Studying proteins with electron diffraction is one of the most challenging parts of the project. Proteins are huge molecules and the positions of hundreds of atoms should be determined and at the same time they are very sensitive to the harsh environment of the TEM vacuum. However every improvement in this field has a high revenue since the structure of a protein is the key to understanding its functions. We set up a specific procedure for getting protein crystals of a proper size for 3D ED analysis and for collecting serialED data. With serialED data we demonstrated that it is possible to identify the binding of drugs to proteins.
Another goal of the project was accurate electron crystallography. In this area we demonstrated that with 3D ED we can obtain on nanocrystals the same accuracy and structure details that x-ray diffraction gets on microcrystals. We have shown that 3D ED is more sensitive to the absolute structure than x-ray diffraction and that it can also detect charge density effect and determine the ionization state of an atom in the crystal structure.

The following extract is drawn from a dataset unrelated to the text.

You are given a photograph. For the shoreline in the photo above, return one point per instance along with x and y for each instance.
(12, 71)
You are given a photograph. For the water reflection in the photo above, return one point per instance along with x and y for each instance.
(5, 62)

Finally we approached the problem of when a crystal is so small or so disorder to lose its periodicity, becoming a nanomaterial or an amorphous. Analysis of nanoparticles with 3D ED testified that the minimum crystal size that can be studied with 3D ED can go down to 5nm and that the crystals, even if larger, at this scale can exhibit significant differences from one point to another. If the sample is amorphous electron diffraction can still deliver important structure information using pair distribution function analysis. With respect to x-ray diffraction electron diffraction has a higher spatial resolution and we demonstrated how it can be used to distinguish different amorphous phases intergrown at the nanoscale.

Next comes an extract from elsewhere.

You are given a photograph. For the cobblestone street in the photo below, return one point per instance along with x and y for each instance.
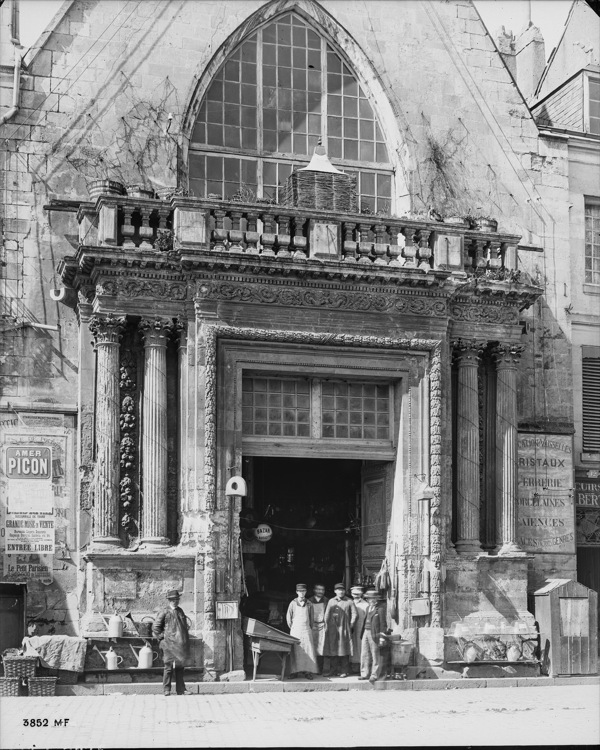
(493, 716)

The results of our project allow to foresee a bright future for electron diffraction in material science. For sure the most important step we did was automation. This has demonstrated that the method has a great potential to enter production control pipelines in chemistry and pharmaceutical industries. The unexpected entrance of AI into the project as a way to distinguish crystals in unsupervised crystal search or for phasing diffraction and high resolution imaging of proteins testifies how its wide application to electron diffraction and crystallography in general will be the next development. Another area of strong expansion will be in-situ experiments. During the project we have been able to observe in-situ activation of nanocrystalline MOFs with direct detection of the emptying of the channels, however effective experimental procedures for collecting 3D ED in liquid or in other in-situ environments are still lacking.